Los Angeles, une journée qui s’annonce comme les autres. Si, entre les employés d’un barrage et les scientifiques du centre local de surveillance sismique, plusieurs personnes redoutent qu’il ne se passe bientôt quelque chose de beaucoup plus sérieux que les petites secousses habituelles, la vie continue. L’ingénieur Stuart Graff qui vient de se séparer de sa femme Remy, entretient une liaison avec la veuve d’un collègue, Denise Marshall. Mais Remy tente de convaincre son père, Sam Royce (qui est également l’employeur de Stuart) de mettre fin à cette relation. Dans un autre coin de la ville le sergent de police Lew Slade est suspendu pour avoir frappé un autre policier, et Jody, tenant d’une épicerie générale, ne pense qu’à séduire Rosa, soeur de Sal, l’assistant de Miles Quade, un casse-cou de la moto. Et, soudain, depuis les entrailles de la terre, des forces d’une puissance inouïe se libèrent. Violemment, très violemment…

Certes, Tremblement de terre demeure célèbre pour ses scènes de séisme frappant de plein fouet Los Angeles à cause de la faille de San Andreas, qui sera d’ailleurs exploitée une fois de plus dans Superman de Richard Donner quatre ans plus tard. Mais ce que le public plus contemporain ne sait peut-être pas, c’est que le film a donné naissance au procédé sonore Sensurround, surtout exploité dans les salles de cinéma américaines (mais aussi en France, comme au Grand Rex à Paris), qui consistait à synchroniser à l’action, la diffusion de puissantes vibrations sonores de très basse fréquence, qui se propageaient et procuraient au spectateur certaines sensations en rapport avec le film projeté. Aujourd’hui, si ces effets spéciaux acoustiques ne sont pas rares dans les parcs d’attraction, cela demeurait inédit au cinéma. Earthquake était donc tout indiqué pour proposer à une audience une nouvelle immersion, évidemment aux moments opportuns, qui représentent un peu plus d’un quart d’heure dans le film de Mark Robson. Au-delà de cette nouveauté et avancée technique, Tremblement de terre embarque le spectateur pour un ride cinématographique on ne peut plus plaisant, qui pâtit peut-être d’un léger manque de rythme, mais cette impression se dissout aussi vite qu’elle apparaît, car la grande séquence, celle du séisme qui va raser une bonne partie de la ville de Los Angeles, arrive. Chose amusante, celui-ci se déclenche au moment où l’une des protagonistes, Rosa (Victoria Principal, à se damner même avec sa coupe afro), est au cinéma, devant L’Homme des hautes plaines de Clint Eastwood. On imagine très bien la montée d’adrénaline des spectateurs au moment du déclenchement du Sensurround dans la salle, simultanément à l’onde sismique qui secoue ceux du film.

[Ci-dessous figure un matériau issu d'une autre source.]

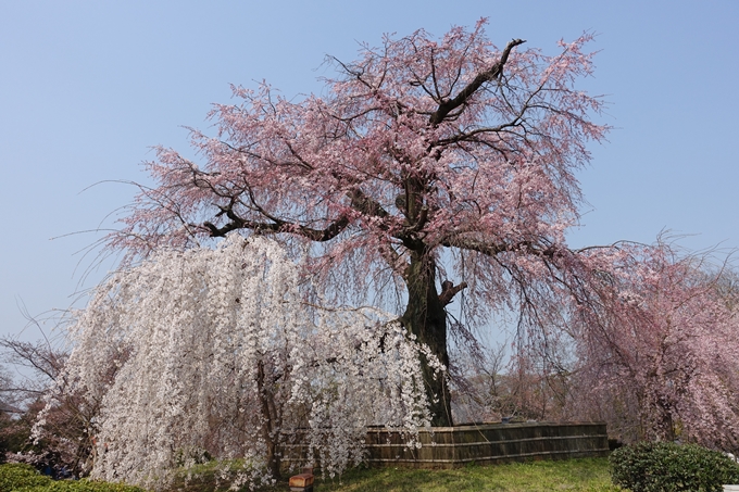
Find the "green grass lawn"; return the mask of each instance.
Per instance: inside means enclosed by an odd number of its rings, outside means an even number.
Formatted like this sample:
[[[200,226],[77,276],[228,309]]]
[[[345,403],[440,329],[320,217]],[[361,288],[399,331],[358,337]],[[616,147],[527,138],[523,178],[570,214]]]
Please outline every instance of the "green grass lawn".
[[[187,483],[176,481],[170,492],[215,492],[228,490],[227,481],[216,479],[215,464],[199,466],[201,472]],[[47,491],[123,491],[121,484],[90,482],[51,482],[38,476],[30,467],[23,471],[15,465],[0,466],[0,491],[21,488],[33,492]],[[4,474],[4,475],[3,475]],[[7,476],[7,477],[5,477]],[[3,481],[3,477],[8,480]],[[262,492],[288,491],[288,477],[280,483]],[[7,483],[5,483],[7,482]],[[12,482],[12,483],[11,483]],[[14,487],[13,487],[14,483]],[[36,489],[32,487],[36,485]],[[24,489],[24,487],[28,489]],[[18,490],[21,490],[18,489]],[[551,492],[589,491],[615,492],[622,489],[611,484],[606,458],[569,459],[562,462],[533,462],[524,464],[467,466],[449,470],[424,470],[411,468],[354,469],[340,478],[323,480],[316,477],[315,492],[362,492],[362,491],[509,491],[509,492]]]
[[[279,490],[279,489],[275,489]],[[289,490],[287,487],[284,490]],[[316,492],[360,491],[589,491],[622,490],[611,483],[606,458],[468,466],[449,470],[403,468],[352,470],[318,480]]]
[[[288,491],[288,477],[263,491]],[[170,492],[226,491],[227,483],[216,488],[209,474],[185,485],[176,483]],[[494,466],[467,466],[455,469],[425,470],[411,468],[354,469],[326,480],[316,477],[315,492],[364,491],[506,491],[616,492],[611,483],[608,458],[583,458],[560,462],[531,462]]]

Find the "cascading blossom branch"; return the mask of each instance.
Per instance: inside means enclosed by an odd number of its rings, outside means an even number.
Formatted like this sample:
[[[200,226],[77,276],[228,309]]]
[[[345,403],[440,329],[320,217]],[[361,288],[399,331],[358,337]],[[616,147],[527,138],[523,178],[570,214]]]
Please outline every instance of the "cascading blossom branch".
[[[238,236],[158,252],[97,288],[66,367],[67,390],[104,393],[92,476],[152,487],[206,454],[243,458],[252,483],[286,459],[333,476],[361,462],[368,425],[429,426],[428,349],[385,313],[308,305],[304,290],[277,243]]]

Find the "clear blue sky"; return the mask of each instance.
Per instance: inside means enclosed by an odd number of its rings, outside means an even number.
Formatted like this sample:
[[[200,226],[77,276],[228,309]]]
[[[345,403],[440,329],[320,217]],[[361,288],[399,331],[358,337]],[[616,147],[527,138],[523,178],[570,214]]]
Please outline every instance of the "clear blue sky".
[[[326,54],[358,41],[490,18],[499,46],[599,34],[596,77],[610,142],[579,178],[589,205],[572,243],[652,242],[662,229],[693,249],[739,248],[739,1],[34,1],[0,0],[0,335],[68,307],[84,281],[74,253],[146,181],[150,146],[187,147],[229,84],[266,79],[287,96],[320,91]],[[36,338],[35,332],[26,333]]]

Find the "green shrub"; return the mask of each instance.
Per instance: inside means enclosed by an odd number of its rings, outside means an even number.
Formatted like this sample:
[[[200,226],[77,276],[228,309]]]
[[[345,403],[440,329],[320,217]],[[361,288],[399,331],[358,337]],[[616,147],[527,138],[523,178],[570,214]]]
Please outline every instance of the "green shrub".
[[[739,483],[739,465],[694,444],[642,442],[611,453],[613,482],[632,492],[721,492]]]
[[[51,480],[29,465],[0,465],[2,492],[143,492],[138,487],[90,480]]]

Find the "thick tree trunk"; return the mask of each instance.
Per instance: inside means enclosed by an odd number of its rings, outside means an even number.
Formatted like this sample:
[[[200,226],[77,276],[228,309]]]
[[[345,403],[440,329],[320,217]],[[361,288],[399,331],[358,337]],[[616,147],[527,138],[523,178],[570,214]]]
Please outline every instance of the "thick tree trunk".
[[[408,307],[401,321],[419,342],[436,354],[444,367],[449,367],[447,353],[447,313],[436,290],[436,264],[423,253],[412,253],[408,275]],[[434,427],[452,426],[451,400],[446,375],[437,375],[421,357],[426,395],[433,414]]]

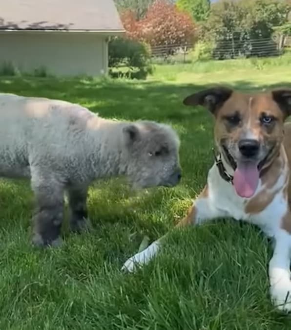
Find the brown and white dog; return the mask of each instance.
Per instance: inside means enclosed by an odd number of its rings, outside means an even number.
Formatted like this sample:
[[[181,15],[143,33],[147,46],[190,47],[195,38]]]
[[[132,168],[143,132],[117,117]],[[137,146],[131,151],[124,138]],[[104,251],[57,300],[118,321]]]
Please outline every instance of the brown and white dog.
[[[216,161],[207,183],[177,227],[231,217],[259,226],[273,239],[269,266],[270,292],[277,308],[291,311],[291,89],[244,94],[225,87],[187,97],[215,118]],[[147,263],[163,239],[129,259],[123,269]]]

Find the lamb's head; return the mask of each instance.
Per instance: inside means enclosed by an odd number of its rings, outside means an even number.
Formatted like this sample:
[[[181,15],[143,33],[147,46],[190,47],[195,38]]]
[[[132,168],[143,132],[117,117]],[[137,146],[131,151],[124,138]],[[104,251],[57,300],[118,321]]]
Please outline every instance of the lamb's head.
[[[123,128],[126,174],[134,187],[173,187],[181,177],[180,140],[168,125],[140,121]]]

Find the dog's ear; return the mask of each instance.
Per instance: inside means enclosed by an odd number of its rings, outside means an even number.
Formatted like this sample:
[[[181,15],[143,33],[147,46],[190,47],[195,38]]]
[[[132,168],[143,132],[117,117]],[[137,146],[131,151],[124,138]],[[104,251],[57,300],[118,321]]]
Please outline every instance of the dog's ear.
[[[186,106],[202,106],[211,112],[214,112],[230,97],[233,91],[224,87],[204,89],[192,94],[183,100]]]
[[[291,88],[282,88],[272,90],[274,101],[283,111],[286,119],[291,114]]]

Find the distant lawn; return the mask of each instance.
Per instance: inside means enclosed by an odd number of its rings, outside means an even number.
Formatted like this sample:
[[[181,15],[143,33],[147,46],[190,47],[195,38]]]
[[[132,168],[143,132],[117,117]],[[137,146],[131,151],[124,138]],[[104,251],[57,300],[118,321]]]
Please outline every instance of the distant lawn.
[[[170,123],[181,136],[183,169],[174,189],[136,196],[118,180],[94,184],[88,201],[93,232],[74,235],[65,228],[63,247],[45,251],[30,244],[29,185],[0,181],[0,330],[290,330],[291,316],[270,301],[271,246],[250,225],[227,220],[173,233],[148,266],[133,274],[120,270],[145,235],[157,238],[186,214],[212,163],[211,116],[184,107],[183,98],[219,83],[244,89],[291,86],[291,66],[283,65],[165,66],[144,82],[0,78],[1,92],[68,100],[107,117]]]

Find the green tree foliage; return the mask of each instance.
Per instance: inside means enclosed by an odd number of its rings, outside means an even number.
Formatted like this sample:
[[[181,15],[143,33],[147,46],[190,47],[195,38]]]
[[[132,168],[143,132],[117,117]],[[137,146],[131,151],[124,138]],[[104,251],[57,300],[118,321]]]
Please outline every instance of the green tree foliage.
[[[152,72],[150,52],[144,43],[128,38],[114,38],[108,44],[108,66],[110,73],[115,76],[112,68],[127,68],[123,73],[126,76],[145,78]],[[121,71],[115,71],[117,76]]]
[[[276,26],[288,21],[289,10],[282,0],[222,0],[211,5],[207,22],[200,24],[200,37],[215,42],[218,58],[264,56],[264,51],[275,50],[270,39]],[[258,45],[255,39],[266,44]]]
[[[289,6],[280,0],[223,0],[211,6],[200,28],[204,38],[270,38],[275,26],[288,20]]]
[[[206,21],[210,10],[210,0],[178,0],[177,7],[189,13],[195,22]]]
[[[155,0],[114,0],[114,2],[120,12],[129,9],[134,11],[139,20],[145,17],[147,8]]]

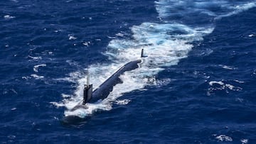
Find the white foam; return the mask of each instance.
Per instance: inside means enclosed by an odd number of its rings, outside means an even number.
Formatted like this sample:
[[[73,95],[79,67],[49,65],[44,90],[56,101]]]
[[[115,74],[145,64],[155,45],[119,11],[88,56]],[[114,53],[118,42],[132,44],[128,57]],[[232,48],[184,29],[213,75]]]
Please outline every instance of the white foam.
[[[115,101],[115,104],[119,104],[119,105],[127,105],[130,101],[131,101],[131,100],[129,100],[129,99],[117,100]]]
[[[28,57],[34,60],[42,60],[42,57],[32,57],[31,55],[28,55]]]
[[[218,82],[218,81],[211,81],[209,82],[209,84],[210,86],[213,86],[214,84],[220,84],[220,85],[224,85],[224,83],[223,82]]]
[[[75,40],[77,38],[75,38],[73,35],[69,34],[68,35],[68,40]]]
[[[39,67],[46,67],[46,64],[41,64],[41,65],[35,65],[33,68],[33,71],[35,72],[38,72]]]
[[[4,18],[5,19],[11,19],[11,18],[14,18],[15,16],[11,16],[10,15],[6,15],[6,16],[4,16]]]
[[[246,144],[248,143],[248,139],[241,139],[240,141],[242,142],[242,144]]]
[[[233,141],[231,137],[227,136],[225,135],[220,135],[216,136],[215,138],[219,141]]]
[[[188,52],[193,48],[193,42],[203,40],[203,36],[213,32],[214,27],[211,23],[213,18],[228,16],[230,13],[238,13],[254,6],[254,3],[238,3],[236,6],[240,7],[232,8],[233,5],[228,0],[222,1],[200,1],[193,2],[185,0],[159,0],[155,2],[156,9],[159,13],[159,18],[163,23],[142,23],[139,26],[130,28],[132,35],[125,38],[127,35],[123,32],[117,33],[114,37],[108,36],[110,40],[107,50],[102,52],[110,62],[105,64],[93,64],[89,66],[91,74],[90,82],[93,84],[94,89],[100,86],[106,79],[117,70],[120,67],[131,60],[138,59],[142,48],[144,49],[148,57],[143,59],[139,68],[127,72],[120,77],[124,82],[117,84],[108,97],[96,104],[87,104],[88,109],[78,109],[75,111],[69,109],[73,108],[82,99],[84,84],[86,84],[86,70],[75,72],[70,74],[68,77],[62,78],[77,84],[77,89],[70,96],[63,98],[63,101],[54,103],[56,106],[65,106],[68,110],[65,115],[77,115],[84,117],[98,110],[109,111],[112,109],[113,101],[117,104],[127,104],[129,100],[119,101],[118,98],[124,93],[134,90],[145,89],[147,85],[165,85],[171,80],[156,79],[155,76],[164,70],[164,67],[177,65],[181,59],[188,57]],[[214,9],[213,9],[214,8]],[[216,9],[215,9],[216,8]],[[214,9],[221,11],[213,11]],[[220,12],[218,12],[220,11]],[[235,12],[233,12],[235,11]],[[236,11],[236,12],[235,12]],[[191,13],[205,13],[209,16],[208,23],[202,25],[188,26],[185,24],[173,23],[171,16],[180,16],[181,13],[190,16]],[[186,21],[182,23],[186,23]],[[73,40],[73,35],[69,35],[69,39]],[[118,38],[121,37],[121,38]],[[84,43],[90,46],[89,43]],[[230,69],[228,66],[223,68]],[[235,90],[238,88],[223,82],[212,81],[210,86],[215,84],[220,85],[220,88]],[[220,135],[220,140],[229,137]]]
[[[36,79],[43,79],[44,77],[43,76],[40,76],[40,75],[38,75],[36,74],[31,74],[31,76],[33,78],[35,78]]]

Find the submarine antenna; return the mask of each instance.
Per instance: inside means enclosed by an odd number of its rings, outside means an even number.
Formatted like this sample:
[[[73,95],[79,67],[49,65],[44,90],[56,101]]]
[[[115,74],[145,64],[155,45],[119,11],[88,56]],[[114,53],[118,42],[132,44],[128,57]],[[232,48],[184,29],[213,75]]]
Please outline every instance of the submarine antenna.
[[[89,71],[87,71],[87,79],[86,79],[86,86],[89,87],[90,85],[90,73]]]
[[[142,54],[141,54],[141,57],[144,57],[144,49],[142,49]]]
[[[90,73],[88,70],[87,70],[87,76],[86,81],[87,81],[86,85],[85,84],[85,87],[83,90],[82,105],[85,105],[92,97],[92,84],[90,84]]]

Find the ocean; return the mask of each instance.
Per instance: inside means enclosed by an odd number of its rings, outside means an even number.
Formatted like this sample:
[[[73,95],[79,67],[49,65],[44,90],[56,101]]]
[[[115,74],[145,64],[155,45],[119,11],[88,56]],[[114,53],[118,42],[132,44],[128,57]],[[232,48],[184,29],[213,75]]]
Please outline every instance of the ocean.
[[[0,8],[1,143],[256,143],[256,1]],[[107,99],[70,111],[88,72],[96,89],[142,48]]]

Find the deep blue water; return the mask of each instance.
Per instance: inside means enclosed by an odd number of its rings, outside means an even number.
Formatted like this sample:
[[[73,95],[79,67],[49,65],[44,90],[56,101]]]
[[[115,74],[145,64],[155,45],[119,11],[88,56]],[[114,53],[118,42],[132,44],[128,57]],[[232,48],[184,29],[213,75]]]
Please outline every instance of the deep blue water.
[[[0,2],[1,143],[256,143],[256,1]],[[109,99],[70,113],[86,71]],[[85,121],[63,125],[65,115]]]

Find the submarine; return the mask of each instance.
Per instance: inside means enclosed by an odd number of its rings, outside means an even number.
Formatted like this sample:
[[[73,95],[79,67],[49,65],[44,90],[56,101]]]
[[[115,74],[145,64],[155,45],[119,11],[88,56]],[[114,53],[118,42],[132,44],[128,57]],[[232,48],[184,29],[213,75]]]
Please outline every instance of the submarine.
[[[119,76],[123,74],[125,72],[132,71],[139,67],[139,64],[142,62],[142,57],[144,57],[144,50],[142,49],[141,59],[136,60],[126,63],[121,67],[117,71],[107,79],[102,84],[100,84],[96,89],[92,91],[92,84],[90,84],[90,76],[87,74],[87,84],[85,84],[83,89],[82,101],[78,103],[70,111],[73,111],[78,109],[87,109],[87,103],[95,103],[99,100],[103,100],[107,97],[113,87],[117,84],[122,83]],[[75,115],[70,115],[65,116],[62,120],[63,123],[75,123],[85,121],[85,118],[80,118]]]

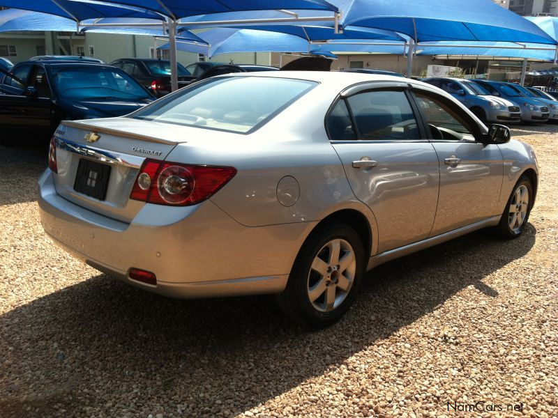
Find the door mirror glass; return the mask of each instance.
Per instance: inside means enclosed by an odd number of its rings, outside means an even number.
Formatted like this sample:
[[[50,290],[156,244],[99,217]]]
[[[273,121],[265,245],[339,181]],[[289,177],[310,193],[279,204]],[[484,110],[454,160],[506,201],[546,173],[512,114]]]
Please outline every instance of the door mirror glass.
[[[511,139],[510,128],[504,125],[492,125],[487,134],[490,144],[506,144]]]
[[[38,95],[38,91],[37,88],[32,86],[26,87],[25,90],[23,91],[23,95],[27,98],[36,98]]]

Les spectaculaires effets visuels, réalisés à partir de maquettes et de peintures sur verre, qui conservent un charme fou et participent évidemment à la grande réussite de Tremblement de terre, ont été très justement récompensés par un Oscar, en même temps que le son. Parallèlement, on se prend d’affection pour la majeure partie des personnages, les acteurs étant particulièrement bien rodés, même si Charlton Heston a toujours déclaré qu’il ne se trouvait pas bon dans cet opus ou que Geneviève Bujold se l’est vu imposer par contrat par Universal Pictures. Ava Gardner, âgée de 52 ans paraît bien fatiguée et bouffie par l’alcool, George Kennedy vole la vedette dans la peau de l’officier de police Lew Slade, désabusé par son boulot, ayant un penchant pour la bibine, et que la situation va ranimer. Devenu une star trois ans plus tôt, grâce au rôle-titre de Shaft Les Nuits rouges de Harlem de Gordon Parks, Richard Roundtree, qui sortait de l’excellent Charley le borgne Charley One-Eye de Don Chaffey, accède ici au rang de superstar dans un blockbuster hollywoodien. Outre la présence sexy de Victoria Principal (vous l’aurez compris, cela fait trois fois qu’on en parle), on notera aussi celle plus machiavélique du flippant Marjoe Gortner (Soudain… les monstres de Bert I. Gordon, Starcrash : Le Choc des étoiles Scontri stellari oltre la terza dimensione de Luigi Cozzi) dans la peau de Jody Joad, commerçant puis militaire réserviste à qui il manque une case et qui va définitivement péter un câble après la catastrophe. Les cinéphiles reconnaîtront bien sûr la trogne inoubliable de Walter Matthau (crédité sous le nom fantaisiste Walter Matuschanskyasky), qui se contente dans le film de jouer un ivrogne, qui n’ouvre la bouche que pour picoler. Ce gag répétitif apparaît comme étant l’un des rares points négatifs de Tremblement de terre.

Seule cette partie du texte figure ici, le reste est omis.